1 February 2022, by Nick Benson

Members of the Programmable Banking community got together to demo a few of their Transfer API solutions submitted for the Q4 2021 hackathon. Here Jan Marais presents his solution Run to the Bill, which helps him finance his "expensive" running habit by automatically saving to buy new shoes, every time he runs.

Transcript of the demo

Jan Marais 0:00

I don't think I've met most of you. But thanks. Thanks for having me.

The Problem To Be Solved

A little bit of context for my submission here is, I'm a runner. I think I run more than the average person, or at least the average developer. And I go through running shoes quite quickly, and they are getting expensive. Or at least the nice ones are. It's kind of a problem. And I would like to be able to save for a new pair. But it's also difficult to know when I'll need a new pair, because I have multiple shoes for different occasions, for like running on trail or road or racing.

And I don't use them all at the same frequency. And it's hard to say, in three months'; time, I'll need a new pair, because it depends on how much I actually use that pair.

How The Solution Works

What I came up with was this way of automatically saving for replacement shoes by integrating it with Strava, which is this social activity-sharing site and so I get my activities from there. If there's an update, it will let my app know that there was a new event and there in the app, I log the shoe that I ran with. And, based on that, I'll get the distance and make a calculation to determine what's the amount that needs to be saved.

Then I transfer that from my current account to my savings account. I think I'm going to show you the use case now. Let's just see if I covered everything here. Please interrupt me if I'm not making sense.

I'm going to start with uploading activity from, I think, yesterday. I haven't uploaded it yet. I first go into my Garmin app, because I've got a Garmin watch. And then after I sync my watch with Garmin here, it will sync it to Strava. Let's give this a second.

Okay, so this is going to sync now. And when the circle completes, then you'll see we'll get an identification there that Strava received my activity. But while that's running, I just want to show you my front end that I built. This wasn't part of the submission. I just didn't have time before. But I wanted a better way of visualising the submission for today. This is just my home screen. And you can link your Investec account here.

Screenshot-2022-02-01-at-14.28.46

At the moment, you can just add your ID and secret like this because they don't have auth yet. And if I click here, this will kick off the Strava auth flow. But that's already done for my profile.

And then the first step; the items that are being shown here, they live in a MongoDB database that's living locally. I just saw the notification came through. You can see there's a little Strava icon at the top right of my mobile screen. And that means Strava caught my upload. I want to show you just where my server is running. This little text here at the bottom just says it received this update, and it will sync in two minutes. And I'll explain why in a second. Just back to the app.

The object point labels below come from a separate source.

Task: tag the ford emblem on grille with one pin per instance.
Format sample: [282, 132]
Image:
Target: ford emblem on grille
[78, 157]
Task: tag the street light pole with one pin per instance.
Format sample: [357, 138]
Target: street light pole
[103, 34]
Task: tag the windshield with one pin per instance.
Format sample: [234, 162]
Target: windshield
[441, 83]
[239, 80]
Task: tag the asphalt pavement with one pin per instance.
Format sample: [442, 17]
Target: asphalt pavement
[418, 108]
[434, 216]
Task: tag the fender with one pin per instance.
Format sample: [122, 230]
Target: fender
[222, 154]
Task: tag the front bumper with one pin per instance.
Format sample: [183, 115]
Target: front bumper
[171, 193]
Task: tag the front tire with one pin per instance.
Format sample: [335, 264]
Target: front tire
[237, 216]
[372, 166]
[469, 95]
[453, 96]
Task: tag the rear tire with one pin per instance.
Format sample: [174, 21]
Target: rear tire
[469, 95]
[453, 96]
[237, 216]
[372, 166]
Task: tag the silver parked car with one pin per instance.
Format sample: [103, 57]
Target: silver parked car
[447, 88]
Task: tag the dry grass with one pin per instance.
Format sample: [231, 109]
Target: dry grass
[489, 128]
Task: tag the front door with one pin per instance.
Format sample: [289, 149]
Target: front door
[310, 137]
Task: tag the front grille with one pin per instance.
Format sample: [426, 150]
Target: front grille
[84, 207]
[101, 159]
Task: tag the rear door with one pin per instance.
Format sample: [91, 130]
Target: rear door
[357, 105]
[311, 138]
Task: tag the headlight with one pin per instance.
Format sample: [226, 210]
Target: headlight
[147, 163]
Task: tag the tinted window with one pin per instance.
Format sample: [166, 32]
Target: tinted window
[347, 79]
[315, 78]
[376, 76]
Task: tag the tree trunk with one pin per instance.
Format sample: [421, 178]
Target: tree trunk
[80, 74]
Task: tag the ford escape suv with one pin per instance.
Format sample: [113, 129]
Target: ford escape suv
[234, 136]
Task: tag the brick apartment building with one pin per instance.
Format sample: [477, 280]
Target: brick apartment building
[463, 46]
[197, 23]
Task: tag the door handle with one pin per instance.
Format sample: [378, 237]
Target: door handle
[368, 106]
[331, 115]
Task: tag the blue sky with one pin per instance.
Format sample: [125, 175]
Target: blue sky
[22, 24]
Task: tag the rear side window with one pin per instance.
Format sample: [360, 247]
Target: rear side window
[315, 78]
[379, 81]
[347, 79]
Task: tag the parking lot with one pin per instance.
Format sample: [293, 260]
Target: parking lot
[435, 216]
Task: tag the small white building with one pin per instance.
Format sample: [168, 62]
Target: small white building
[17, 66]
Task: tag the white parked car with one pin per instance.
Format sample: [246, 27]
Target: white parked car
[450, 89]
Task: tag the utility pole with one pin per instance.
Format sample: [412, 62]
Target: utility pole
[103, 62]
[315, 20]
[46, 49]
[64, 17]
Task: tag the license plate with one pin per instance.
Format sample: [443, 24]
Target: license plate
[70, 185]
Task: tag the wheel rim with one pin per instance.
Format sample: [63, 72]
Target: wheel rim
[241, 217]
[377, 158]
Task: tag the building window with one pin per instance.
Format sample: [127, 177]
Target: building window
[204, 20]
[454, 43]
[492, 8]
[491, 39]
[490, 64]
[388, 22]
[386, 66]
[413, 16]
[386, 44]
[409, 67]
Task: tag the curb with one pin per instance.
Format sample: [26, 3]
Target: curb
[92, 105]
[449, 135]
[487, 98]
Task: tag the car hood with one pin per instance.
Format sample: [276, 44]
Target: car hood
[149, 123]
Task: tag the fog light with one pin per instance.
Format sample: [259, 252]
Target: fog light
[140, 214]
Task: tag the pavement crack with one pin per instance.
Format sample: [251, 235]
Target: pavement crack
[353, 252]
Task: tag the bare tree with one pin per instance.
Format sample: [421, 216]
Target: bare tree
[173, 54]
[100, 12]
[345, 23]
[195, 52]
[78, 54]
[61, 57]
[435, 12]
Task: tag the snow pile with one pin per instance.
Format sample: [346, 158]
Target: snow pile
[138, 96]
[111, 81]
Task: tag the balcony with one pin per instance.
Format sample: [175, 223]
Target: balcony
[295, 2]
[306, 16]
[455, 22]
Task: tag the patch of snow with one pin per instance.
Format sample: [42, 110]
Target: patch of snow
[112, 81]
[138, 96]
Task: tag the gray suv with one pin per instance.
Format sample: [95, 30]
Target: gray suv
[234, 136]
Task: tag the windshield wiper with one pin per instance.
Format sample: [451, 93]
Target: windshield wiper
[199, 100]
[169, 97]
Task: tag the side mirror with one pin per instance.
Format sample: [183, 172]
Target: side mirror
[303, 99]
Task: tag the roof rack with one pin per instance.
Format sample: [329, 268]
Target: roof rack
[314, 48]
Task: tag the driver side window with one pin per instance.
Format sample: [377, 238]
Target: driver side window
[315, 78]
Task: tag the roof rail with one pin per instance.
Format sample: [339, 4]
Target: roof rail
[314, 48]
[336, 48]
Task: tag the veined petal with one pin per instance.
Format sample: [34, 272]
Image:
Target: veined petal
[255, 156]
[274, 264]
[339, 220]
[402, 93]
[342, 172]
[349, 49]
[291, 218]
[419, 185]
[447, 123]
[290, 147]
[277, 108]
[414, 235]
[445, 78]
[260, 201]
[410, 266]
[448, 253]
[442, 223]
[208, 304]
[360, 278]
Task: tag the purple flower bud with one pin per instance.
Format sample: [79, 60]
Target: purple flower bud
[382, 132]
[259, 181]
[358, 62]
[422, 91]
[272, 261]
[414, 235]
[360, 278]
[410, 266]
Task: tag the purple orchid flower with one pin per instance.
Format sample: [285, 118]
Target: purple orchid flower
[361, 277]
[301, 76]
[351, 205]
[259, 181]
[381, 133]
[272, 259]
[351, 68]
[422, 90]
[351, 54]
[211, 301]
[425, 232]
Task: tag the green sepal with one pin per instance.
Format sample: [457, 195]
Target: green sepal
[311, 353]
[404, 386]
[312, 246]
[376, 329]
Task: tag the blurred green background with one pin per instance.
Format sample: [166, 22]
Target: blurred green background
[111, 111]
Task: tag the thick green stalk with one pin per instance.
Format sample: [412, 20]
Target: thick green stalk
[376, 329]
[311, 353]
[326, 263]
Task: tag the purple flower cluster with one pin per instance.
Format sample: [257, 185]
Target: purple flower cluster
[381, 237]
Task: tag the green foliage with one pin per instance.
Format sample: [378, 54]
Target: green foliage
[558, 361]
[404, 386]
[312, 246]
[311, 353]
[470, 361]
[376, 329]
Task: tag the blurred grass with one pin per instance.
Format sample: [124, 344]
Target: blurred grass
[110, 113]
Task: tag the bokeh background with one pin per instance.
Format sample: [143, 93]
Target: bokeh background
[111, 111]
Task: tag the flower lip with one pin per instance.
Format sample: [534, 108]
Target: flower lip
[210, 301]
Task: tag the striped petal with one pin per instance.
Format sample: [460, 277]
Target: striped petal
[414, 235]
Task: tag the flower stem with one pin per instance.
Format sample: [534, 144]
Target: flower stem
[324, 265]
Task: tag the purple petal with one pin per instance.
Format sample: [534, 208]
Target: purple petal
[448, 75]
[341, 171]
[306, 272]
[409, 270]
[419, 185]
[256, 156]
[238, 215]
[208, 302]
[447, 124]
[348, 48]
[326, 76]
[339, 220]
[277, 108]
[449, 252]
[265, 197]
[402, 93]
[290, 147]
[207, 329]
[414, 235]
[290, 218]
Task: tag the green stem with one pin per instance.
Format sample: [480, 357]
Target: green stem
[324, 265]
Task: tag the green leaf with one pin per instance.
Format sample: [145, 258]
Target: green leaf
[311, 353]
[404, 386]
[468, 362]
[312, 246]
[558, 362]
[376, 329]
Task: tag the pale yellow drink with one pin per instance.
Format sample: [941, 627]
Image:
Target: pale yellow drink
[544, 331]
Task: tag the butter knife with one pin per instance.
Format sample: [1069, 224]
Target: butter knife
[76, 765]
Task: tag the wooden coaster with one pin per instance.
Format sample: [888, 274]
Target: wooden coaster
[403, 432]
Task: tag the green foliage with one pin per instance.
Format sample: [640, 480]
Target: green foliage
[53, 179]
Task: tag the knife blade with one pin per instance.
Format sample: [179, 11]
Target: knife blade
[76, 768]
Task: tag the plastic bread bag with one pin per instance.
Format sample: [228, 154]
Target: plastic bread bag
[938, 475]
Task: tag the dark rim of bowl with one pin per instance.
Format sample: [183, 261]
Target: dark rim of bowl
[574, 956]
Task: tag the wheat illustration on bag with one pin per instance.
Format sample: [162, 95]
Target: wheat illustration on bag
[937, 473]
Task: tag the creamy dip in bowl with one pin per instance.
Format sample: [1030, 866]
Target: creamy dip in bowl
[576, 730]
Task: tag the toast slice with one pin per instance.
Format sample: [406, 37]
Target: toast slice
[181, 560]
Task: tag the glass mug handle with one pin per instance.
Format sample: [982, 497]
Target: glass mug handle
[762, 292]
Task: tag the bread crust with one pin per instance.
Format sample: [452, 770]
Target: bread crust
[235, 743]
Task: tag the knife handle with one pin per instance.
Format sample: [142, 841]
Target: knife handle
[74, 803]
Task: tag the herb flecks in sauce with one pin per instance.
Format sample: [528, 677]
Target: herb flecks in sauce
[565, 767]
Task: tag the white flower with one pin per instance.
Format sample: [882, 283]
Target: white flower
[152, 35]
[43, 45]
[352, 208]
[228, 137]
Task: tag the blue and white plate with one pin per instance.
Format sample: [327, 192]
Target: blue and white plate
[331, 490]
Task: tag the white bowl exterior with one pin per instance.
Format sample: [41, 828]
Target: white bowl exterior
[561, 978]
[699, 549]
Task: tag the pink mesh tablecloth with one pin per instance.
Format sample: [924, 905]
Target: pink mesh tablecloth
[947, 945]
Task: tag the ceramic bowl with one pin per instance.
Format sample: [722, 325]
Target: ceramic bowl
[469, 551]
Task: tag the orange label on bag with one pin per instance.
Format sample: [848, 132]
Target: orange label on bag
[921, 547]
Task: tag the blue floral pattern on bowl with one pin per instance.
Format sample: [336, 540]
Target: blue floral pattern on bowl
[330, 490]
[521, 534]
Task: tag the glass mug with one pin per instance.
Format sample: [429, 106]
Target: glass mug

The process here is you can add gear – in Strava they call it gear – but in my case, it's just shoes. This is now pulled from Strava's API. And I haven't added my New Balance shoes yet.

And once I've selected them, it gets this distance that Strava says is the amount that I ran with this pair and then I can go on to define the lifespan of these shoes. I think I can maybe run 900km in total with them, and to replace them will cost around R2 000. And just because I want to avoid making too-big transactions, I'm going to say that I've already saved R1 000. Then I add this. And you can see, it will add to the screen here.

This is the overview of the front end. But let's go back to my server here. What happened now in the background since my server found activity from Strava. The activity that I've just uploaded was this one for eight kilometres.

When I received this notification from Strava telling me there's a new update. I don't update the gear information immediately. So, it takes a while for that data to show on their side. That's why I'm waiting two minutes here, before I actually can pull the latest data. I just wait two minutes, and then I pull the totals and then I go and calculate. I get the new totals; here's just an example of what the totals look like.

This is an overview of my shoes at the moment. I pull this data and I compare it to what I have in my MongoDB database. I compared it with these items here.

And then I calculate the distance difference. And based on that, I'll take the replacement value minus it by the number of the contributions that have already made by the savings account, divide that by the number of kilometres left before it reaches its end of life, and then get this value per kilometre that's left and times that by the distance of an activity and get an amount, which is now the R30.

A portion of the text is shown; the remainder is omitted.